Karen Taylor Fine Art

Agent, Advisor and Dealer in British Art

Amelia Noel, née Minka Levy (British, 1759–1818)

Wooded landscape with figures outside a cottage

Amelia Noel

SOLD

Signed and dated l.c.: Amelia Noel 1795, watercolour over pencil with scratching out

46.6 x 66.5 cm; 18 G x 26 ¼ inches

Provenance : Michael Bryan Fine Art; From whom purchased by the present owner in 1985; Private collection, UK. Exhibited : Probably at the Royal Academy, 1795, no. 429, ‘a drawing’.

A most interesting and resourceful Jewish artist, who had an American father, Noel exhibited landscapes, historical works and other undescribed drawings which were probably watercolours at the Royal Academy between 1795 and 1804. The large size of the present work suggests it is highly likely to have been an exhibition watercolour.

Amelia Noel was drawing mistress to the daughters of George III. She also worked from 38 St James’s Place, London, and advertised instruction to ladies in drawing & painting (in oil, water colours and crayons) landscapes, figures, cattle, flowers, transparencies &c , at two guineas for twelve monthly lessons. 1 She also, together with her daughter Frances, gave lessons in painting on velvet.

Noel was also an engraver and publisher and made a series of topographical etchings of Kent views which she published in 1797 and dedicated to Princess Charlotte. She presented a set of these to Princess Elizabeth (Royal Collection). The Royal Collection also has a series of copies by Princess Sophia after Noel’s prints of views of Kent.

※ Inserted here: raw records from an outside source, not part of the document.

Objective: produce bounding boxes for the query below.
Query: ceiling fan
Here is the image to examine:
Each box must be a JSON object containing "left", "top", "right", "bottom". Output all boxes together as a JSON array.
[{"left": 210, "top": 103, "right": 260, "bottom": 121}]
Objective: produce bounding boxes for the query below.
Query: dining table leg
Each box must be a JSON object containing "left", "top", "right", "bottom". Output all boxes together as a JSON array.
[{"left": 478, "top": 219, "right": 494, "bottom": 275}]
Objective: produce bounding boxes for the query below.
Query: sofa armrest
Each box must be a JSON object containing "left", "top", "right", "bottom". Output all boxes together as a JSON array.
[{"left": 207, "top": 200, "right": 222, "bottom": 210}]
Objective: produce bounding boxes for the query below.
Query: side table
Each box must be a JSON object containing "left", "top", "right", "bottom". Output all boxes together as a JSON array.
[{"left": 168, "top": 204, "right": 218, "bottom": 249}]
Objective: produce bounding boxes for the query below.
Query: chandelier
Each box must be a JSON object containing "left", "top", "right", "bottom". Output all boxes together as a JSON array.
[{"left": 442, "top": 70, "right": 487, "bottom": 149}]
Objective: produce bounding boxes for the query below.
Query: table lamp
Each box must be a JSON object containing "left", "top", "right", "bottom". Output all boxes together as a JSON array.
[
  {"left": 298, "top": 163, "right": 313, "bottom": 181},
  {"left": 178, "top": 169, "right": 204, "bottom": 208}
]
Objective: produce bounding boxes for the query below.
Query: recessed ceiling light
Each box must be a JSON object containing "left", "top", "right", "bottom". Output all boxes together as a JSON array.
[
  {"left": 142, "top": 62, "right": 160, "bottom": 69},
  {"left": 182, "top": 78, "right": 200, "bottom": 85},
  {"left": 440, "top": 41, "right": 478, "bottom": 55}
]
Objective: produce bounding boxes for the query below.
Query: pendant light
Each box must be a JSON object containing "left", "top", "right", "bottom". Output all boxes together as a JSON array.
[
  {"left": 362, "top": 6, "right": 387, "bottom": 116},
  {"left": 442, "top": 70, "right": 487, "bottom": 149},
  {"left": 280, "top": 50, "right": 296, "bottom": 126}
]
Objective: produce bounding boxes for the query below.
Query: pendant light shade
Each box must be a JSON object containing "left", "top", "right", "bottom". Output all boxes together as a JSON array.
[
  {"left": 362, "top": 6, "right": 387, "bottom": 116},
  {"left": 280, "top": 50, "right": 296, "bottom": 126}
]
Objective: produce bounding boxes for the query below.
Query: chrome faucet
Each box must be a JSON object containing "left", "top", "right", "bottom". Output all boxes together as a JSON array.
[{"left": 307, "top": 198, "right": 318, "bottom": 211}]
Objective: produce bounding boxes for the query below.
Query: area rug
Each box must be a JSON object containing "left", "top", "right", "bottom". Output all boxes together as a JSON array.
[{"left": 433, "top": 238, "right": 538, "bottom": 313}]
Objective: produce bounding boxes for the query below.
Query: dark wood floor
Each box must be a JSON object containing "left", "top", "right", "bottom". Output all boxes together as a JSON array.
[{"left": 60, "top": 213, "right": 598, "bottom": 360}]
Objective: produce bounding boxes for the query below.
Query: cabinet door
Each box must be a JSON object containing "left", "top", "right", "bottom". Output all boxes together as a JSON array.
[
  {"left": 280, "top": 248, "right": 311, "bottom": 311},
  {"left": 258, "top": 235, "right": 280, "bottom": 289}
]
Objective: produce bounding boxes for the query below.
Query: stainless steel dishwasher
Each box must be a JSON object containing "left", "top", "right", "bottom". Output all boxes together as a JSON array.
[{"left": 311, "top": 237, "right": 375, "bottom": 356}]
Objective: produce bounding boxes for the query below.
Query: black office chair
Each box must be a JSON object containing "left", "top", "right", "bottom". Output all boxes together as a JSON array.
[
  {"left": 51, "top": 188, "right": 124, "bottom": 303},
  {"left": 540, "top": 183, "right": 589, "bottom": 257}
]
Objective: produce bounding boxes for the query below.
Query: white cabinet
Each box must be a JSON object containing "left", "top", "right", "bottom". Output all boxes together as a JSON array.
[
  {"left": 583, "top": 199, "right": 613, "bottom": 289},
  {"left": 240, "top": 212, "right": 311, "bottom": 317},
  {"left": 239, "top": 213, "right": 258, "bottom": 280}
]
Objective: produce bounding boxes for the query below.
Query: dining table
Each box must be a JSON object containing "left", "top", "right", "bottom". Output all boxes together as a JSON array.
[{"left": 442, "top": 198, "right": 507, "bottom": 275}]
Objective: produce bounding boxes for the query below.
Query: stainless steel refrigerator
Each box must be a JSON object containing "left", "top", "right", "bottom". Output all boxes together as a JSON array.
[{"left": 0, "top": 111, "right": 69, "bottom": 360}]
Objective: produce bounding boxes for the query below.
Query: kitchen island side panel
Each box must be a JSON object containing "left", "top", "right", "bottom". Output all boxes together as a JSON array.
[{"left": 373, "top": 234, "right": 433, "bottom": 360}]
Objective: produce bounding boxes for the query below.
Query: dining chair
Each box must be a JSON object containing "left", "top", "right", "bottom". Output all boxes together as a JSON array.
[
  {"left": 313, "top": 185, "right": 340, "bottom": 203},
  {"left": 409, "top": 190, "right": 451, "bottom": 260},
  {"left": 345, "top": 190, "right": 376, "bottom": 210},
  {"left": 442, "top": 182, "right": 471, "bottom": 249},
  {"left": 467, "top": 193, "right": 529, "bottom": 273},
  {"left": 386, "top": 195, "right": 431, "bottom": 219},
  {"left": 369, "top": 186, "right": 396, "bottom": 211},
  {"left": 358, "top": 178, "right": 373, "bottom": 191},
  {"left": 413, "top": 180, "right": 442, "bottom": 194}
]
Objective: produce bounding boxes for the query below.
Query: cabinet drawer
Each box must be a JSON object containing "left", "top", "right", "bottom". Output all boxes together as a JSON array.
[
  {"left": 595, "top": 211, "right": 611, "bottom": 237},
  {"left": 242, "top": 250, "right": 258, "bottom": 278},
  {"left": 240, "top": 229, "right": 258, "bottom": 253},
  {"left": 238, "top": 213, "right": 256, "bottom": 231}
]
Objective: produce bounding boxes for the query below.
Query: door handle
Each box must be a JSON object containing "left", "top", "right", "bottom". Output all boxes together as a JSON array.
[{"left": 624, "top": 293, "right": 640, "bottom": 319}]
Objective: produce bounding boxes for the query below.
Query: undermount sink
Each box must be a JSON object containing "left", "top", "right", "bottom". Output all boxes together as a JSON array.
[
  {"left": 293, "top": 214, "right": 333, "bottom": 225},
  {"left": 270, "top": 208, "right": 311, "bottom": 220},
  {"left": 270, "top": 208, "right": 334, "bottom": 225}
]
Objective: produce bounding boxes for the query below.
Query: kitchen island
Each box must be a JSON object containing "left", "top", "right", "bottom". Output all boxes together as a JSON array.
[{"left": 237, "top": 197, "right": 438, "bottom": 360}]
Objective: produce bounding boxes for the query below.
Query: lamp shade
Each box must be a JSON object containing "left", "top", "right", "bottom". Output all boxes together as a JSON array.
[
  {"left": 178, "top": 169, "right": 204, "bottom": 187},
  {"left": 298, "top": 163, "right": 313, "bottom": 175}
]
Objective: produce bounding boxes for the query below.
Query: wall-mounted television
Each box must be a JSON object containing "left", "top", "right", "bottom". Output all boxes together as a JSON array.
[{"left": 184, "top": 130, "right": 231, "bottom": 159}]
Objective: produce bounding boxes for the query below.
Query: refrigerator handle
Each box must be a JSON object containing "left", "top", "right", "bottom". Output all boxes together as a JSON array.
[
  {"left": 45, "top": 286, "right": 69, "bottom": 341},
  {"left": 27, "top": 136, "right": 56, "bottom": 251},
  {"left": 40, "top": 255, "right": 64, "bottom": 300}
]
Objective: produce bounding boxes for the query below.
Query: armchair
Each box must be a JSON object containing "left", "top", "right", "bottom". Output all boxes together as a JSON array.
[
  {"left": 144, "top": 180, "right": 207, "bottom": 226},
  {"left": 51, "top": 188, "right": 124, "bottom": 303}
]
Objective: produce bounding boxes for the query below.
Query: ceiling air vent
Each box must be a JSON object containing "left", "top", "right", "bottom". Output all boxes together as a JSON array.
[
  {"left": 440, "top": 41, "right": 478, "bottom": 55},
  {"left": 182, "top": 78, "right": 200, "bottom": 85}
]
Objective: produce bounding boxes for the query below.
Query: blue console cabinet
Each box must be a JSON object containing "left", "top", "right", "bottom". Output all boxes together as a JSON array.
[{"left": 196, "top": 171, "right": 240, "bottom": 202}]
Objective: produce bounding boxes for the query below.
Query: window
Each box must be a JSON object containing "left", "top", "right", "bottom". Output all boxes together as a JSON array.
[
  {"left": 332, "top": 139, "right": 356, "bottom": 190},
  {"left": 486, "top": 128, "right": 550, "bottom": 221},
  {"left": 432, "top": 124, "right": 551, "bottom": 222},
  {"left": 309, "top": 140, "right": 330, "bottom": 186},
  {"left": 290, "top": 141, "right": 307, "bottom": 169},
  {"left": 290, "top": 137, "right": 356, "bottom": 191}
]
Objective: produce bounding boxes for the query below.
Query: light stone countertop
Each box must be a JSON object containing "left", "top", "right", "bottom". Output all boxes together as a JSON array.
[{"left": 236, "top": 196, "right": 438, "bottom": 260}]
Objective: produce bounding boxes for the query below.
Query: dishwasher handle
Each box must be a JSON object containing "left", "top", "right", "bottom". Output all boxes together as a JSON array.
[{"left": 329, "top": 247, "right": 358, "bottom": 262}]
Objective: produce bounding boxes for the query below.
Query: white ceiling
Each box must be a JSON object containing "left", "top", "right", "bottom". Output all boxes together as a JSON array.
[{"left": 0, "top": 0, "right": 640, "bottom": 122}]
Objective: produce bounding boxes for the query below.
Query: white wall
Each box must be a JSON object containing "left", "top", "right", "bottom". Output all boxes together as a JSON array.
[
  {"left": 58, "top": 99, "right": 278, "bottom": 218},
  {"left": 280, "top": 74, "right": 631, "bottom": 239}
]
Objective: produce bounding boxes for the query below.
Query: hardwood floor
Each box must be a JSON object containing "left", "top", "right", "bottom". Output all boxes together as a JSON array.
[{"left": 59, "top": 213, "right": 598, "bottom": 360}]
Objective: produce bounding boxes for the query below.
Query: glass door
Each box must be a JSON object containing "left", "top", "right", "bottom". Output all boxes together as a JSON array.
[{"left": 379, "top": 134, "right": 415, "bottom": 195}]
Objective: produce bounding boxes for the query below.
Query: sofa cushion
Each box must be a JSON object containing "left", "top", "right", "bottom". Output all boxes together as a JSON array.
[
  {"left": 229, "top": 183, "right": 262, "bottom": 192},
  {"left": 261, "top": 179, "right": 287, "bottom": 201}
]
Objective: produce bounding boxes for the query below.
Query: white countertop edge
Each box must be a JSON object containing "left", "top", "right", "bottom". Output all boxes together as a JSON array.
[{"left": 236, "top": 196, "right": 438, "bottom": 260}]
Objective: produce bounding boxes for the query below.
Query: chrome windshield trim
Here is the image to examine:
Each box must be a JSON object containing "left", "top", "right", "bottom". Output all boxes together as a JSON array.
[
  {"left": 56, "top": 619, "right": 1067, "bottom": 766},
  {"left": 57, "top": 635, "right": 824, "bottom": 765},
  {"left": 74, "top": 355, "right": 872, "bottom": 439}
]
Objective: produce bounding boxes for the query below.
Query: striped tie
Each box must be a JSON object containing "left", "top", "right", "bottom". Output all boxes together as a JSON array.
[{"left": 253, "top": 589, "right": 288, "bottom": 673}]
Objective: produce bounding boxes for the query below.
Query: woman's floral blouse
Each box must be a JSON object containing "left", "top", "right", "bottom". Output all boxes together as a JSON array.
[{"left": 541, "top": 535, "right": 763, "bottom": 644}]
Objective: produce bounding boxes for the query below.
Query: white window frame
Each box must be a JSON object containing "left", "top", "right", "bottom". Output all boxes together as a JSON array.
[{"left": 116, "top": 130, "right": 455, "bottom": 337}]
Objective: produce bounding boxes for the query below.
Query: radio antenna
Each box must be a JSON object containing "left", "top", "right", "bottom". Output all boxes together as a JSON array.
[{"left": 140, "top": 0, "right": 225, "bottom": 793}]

Noel’s elegant premises at 32 Albemarle Street impressed contemporaries: The elegant and scientific works of this lady for her superior talents and genius, are patronized by the royal family, nobility, &c. They may be viewed gratis, and consist of paintings and drawings in oil, water colours, crayons, and chalks; and the grandeur, taste, and spirit, of the ancient masters are admirably preserved. The apartments are fitted up after the French, Turkish, and Chinese, style, decorated with ornamental paintings, by Mrs Noel. The chairs, sophas, borders, draperies, &c. are all of painted velvets, executed in a manner peculiarly tasteful, and exclusively her own, and consist of historical figures, landscapes, &c. the recesses are painted in imitation of bronzes, basso reliefs, cameos, and marbles; and the window blinds and screens are transparent paintings. A Turkish saloon, a Chinese Boudouin, and a French salle, form a most pleasing and unique coup d’œil. Mrs Noel and daughter engage to teach ladies, in a few lessons, these arts, by a manner peculiarly easy, and unclogged by the usual methods of protraction . 2

Joseph Farington’s diary records Noel’s networking abilities and personal charm. She visited him with her daughter Frances on 8 April 1804 to ask for his support in having her work accepted and well placed at the Royal Academy that year, as the previous year it had been rejected and damaged. She won over Farington, who agreed to help her. 3

Amelia Noel was the daughter of Judah Levy, ‘an American merchant’, of Heydon Square, Minories (a chapman, whose bankruptcy is recorded in 1777). She married a Jew called Zebe or Zvi Noah, known as Henry Noel, in the synagogue in Duke’s Place, London, in 1781. His bankruptcy was recorded in 1783, 4 after which he appears to have run off with her money. Three children are recorded as having reached maturity: Noel’s artist daughter Frances Laura, later Mrs John Bell (1786–1863); Lewis Joseph John Noel (1784–1839), a solicitor; and Horace Morton Noel (1788–1814), Lieutenant in the 8th Foot, killed in the assault on Fort Erie in Canada.

A nephew, Captain Uriah P. Levy, of the USS Vandalia, owned a portrait of her, said to be by Sir Joshua Reynolds, at his home in Monticello. The American artist Mather Brown exhibited a portrait of Noel at the Royal Academy in 1797 (no. 75, described as ‘a lady’) and it has been suggested that the pair were romantically linked, although there is no firm evidence for this. 5

1. The Times, 19 October 1799.
2. John Fetham, The picture of London, 1804, pp. 260ff.
3. Joseph Farington, The Diary of Joseph Farington, republished 1978–1984.
4. European magazine III.
5. Dorinda Evans, Mather Brown, 1982, pp. 142 & 220. All references are cited in Neil Jeffares, Dictionary of Pastellists before 1800 (online edition).